Depois segue mais um chorrilho de asneiras sobre os jornalistas, confundindo a posição corajosa de alguns, poucos, que por entre linhas combatiam o regime fascista e que hoje estão todos reformados ou já faleceram e aquelas centenas de estagiários que invadem as redacções dos media, que trabalham quase de graça e fazem o jornalismo que se conhece, aceitando pespegar alguns escândalos nos jornais conforme o patrão deseja ou não. Nada disto é comparável e merece mais do que duas linhas.
Depois acrescenta mais umas reaccionarices sobre o ensino, que nesta altura, todos os da laia dela, como os Medina Carreira, tiveram que engolir, quando a apareceram recentemente os resultados do PISA.
A partir daqui começo a perder a paciência para continuar a seguir a prosa da “menina”. Tudo são asneiras e disparates, transportando para os ombros da pobre geração de 60, todas as discussões que hoje em dia se travam.
E o que é espantoso é que esta "menina" considere que, passados mais de 35 anos sobre o 25 de Abril, ainda seja a geração de 60, que hoje tem mais de sessenta anos e alguns já chegaram aos 70 e tal, e estão todos na reforma ou já faleceram, a responsável pelo que de mal acontece ao país e, segundo ela, tenha deixado às gerações vindouras um país mais pobre. Quando o principal político do período democrático, que esta “menina” de certeza admira, é o candidato Cavaco Silva, que foi aquele que mais anos esteve no poder depois do 25 de Abril e disso se gaba, e que, enquanto a geração dos anos 60 combatia pelo derrube do regime, fazia pela vidinha, indo à PIDE declarar que “estava integrado na ordem política vigente”. E são de certeza também amigos desta “menina”, aqueles que todos os dias nos enchem a casa com opiniões políticas, que são os legítimos herdeiros daqueles que já nos anos 60 eram os donos de Portugal: os Ricardo Espírito Santo e os Fernando Ulrich. É a estes senhores que esta “menina” deve ir pedir contas da situação a que Portugal chegou, ou talvez a um Eng. Sócrates que, enquanto que outros continuavam a lutar pela transformação social do seu país, ia, nos anos 80, fazendo casinhas na Covilhã e subindo paulatinamente na carreira política. Tenha dó e deixe a geração de 60 em paz.

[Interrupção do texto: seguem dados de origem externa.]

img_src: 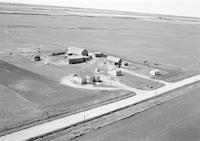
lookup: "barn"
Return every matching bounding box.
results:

PS. I: segundo pude ler na net esta “menina” já tem 49 anos, no entanto, há umas fotografias, que também se podem ver na net, em que aparece com um ar tão jovem e primaveril que não resisti a chamar-lhe menina, com aspas.
PS. II: a fotografia que ilustra este artigo é de um Plenário de estudantes na Cidade Universitária, durante a Crise Académica de 1962.